Ищи меня в России. Дневник «восточной рабыни» в немецком плену. 1942–1943 - страница 50

Шрифт
Интервал


Я понимаю, что теперь уже никакой игры не будет, и, разобиженная, ухожу к отцу. Папа всегда занят. У него в руках то старые валенки, то сбруя от лошади, а то просто книга. Иногда он бросает работу и берет меня на руки. И тогда наступают для меня волшебные минуты. Я прижимаюсь к его шершавым щекам и прошу: «Расскажи сказку».

Отец подбрасывает меня высоко на коленях и весело покрикивает:

       Тары, бары, растабары,
Снеги белы выпадали,
Охотники выезжали,
Красну девицу поймали.
Ты, девица, стой, стой, стой.
Красавица, песни пой, пой, пой!

Я очень люблю своего папу. В моих глазах он самый умный, самый добрый, самый справедливый. Я не помню такого случая, чтобы отец побил кого-нибудь из нас, но уважали его и слушались всегда беспрекословно. Сказок он знал без счета.

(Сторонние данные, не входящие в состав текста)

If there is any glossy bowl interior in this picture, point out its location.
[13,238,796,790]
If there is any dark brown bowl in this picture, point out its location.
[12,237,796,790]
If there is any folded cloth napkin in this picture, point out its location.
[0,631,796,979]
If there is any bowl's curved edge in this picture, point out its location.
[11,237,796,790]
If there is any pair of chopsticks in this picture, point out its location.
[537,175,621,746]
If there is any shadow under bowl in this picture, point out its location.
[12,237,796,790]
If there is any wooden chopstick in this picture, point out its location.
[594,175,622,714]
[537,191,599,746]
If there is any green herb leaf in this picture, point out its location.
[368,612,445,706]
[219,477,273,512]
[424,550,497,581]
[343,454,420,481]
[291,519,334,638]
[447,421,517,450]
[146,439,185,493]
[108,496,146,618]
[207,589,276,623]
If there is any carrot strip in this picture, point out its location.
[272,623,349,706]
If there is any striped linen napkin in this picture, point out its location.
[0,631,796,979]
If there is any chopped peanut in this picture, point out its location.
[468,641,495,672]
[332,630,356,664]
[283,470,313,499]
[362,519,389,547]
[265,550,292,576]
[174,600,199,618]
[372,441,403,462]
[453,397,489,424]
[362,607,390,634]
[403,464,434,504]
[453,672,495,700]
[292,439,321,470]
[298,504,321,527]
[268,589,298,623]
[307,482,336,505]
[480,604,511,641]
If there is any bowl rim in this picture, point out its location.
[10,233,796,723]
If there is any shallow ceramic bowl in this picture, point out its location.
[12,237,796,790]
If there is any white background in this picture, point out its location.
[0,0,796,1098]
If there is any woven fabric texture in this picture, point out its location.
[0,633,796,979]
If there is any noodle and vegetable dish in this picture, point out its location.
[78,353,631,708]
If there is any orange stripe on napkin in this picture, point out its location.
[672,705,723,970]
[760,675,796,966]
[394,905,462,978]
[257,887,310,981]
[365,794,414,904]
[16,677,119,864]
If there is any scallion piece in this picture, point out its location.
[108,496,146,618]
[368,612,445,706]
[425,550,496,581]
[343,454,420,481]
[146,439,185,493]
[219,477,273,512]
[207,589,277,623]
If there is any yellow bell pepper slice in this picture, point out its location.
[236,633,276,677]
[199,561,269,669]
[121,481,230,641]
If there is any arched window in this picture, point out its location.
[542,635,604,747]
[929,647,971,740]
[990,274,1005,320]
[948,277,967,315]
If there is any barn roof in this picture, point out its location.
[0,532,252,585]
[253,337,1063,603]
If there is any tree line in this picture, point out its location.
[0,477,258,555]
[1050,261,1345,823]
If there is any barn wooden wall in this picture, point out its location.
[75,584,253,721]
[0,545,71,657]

Бывало, прижмет мою голову к себе и ровным голосом начнет:

       Три девицы под окном
Пряли поздно вечерком…

Я плотнее прижимаюсь к теплому отцовскому плечу, и с замиранием сердца плыву вместе со злополучным царевичем в бочке по синим, бурным волнам, вместе с ним вступаю в единоборство с коварным коршуном, вместе с ним веду прекрасную Царевну Лебедь в сказочный город.

Ровно, убаюкивающе звучит голос отца, и глаза мои закрываются все больше и больше. Я уже не слышу, как папа укладывает меня в приготовленную мамой постель и как, неслышно ступая, выходит из комнаты, прикрывая широкой ладонью пугливый огонек лампы.

Так заканчивается этот день, так заканчиваются и все зимние дни, сохраненные в моей памяти, как один бесконечно большой и студеный день.

А летом… летом у меня очень много обязанностей. С утра до вечера все взрослые в поле, и на меня одну возложены все мелкие работы по дому. Я рву траву для коровы и свиней, мою на речке посуду, подметаю пол, полю грядки, ношу завтрак отцу и братьям в поле, а в свободные редкие минуты неумело скачу вместе с городскими девочками-дачницами по расчерченным на дорожках «классам». Дачников у нас много: жизнь, как часто повторяла мама, не особенно-то легкая, а дачники платят деньги. Поэтому все, что можно сдать, – сдается. Сами же спим или в кухне, или в летней пристройке, или на сеновале.

Городские девочки очень воспитанны и очень изнеженны. Они ходят в новеньких туфельках и красуются одна перед другой пышными бантами. На руках у них сидят такие же красивые, как они сами, куклы, с которыми они чинно играют в какие-то благородные игры. Меня они нехотя принимают в свою компанию, да я и сама отчего-то сторонюсь их, хотя у меня тоже есть кукла, которая во много раз лучше и наряднее их кукол. Ее мне купил папа как-то на Рождество. Помню, он поставил передо мною большущую коробку и весело крикнул: «Ну-ка, дочка, открой ее!» Я открыла и тотчас же снова накрыла крышкой: там, в коробке, лежало такое чудо, от которого у меня мелкой рябью застлало глаза… Когда мама извлекла наконец из коробки куклу и поставила ее передо мной, я разглядела ее. Это было что-то необыкновенное: разодетая в голубой шелк с таким же большим голубым бантом в золотистых волосах, кукла хлопала при покачивании ее черными, как вишенки, глазами и, улыбаясь розовыми губками, тоненько говорила: «Ма-ма». Костя и Ваня восторженно смотрели на куклу и уговаривали меня взять ее в руки, а я пятилась в дальний угол и со слезами на глазах упорно качала головой: я просто боялась подойти к такому великолепию.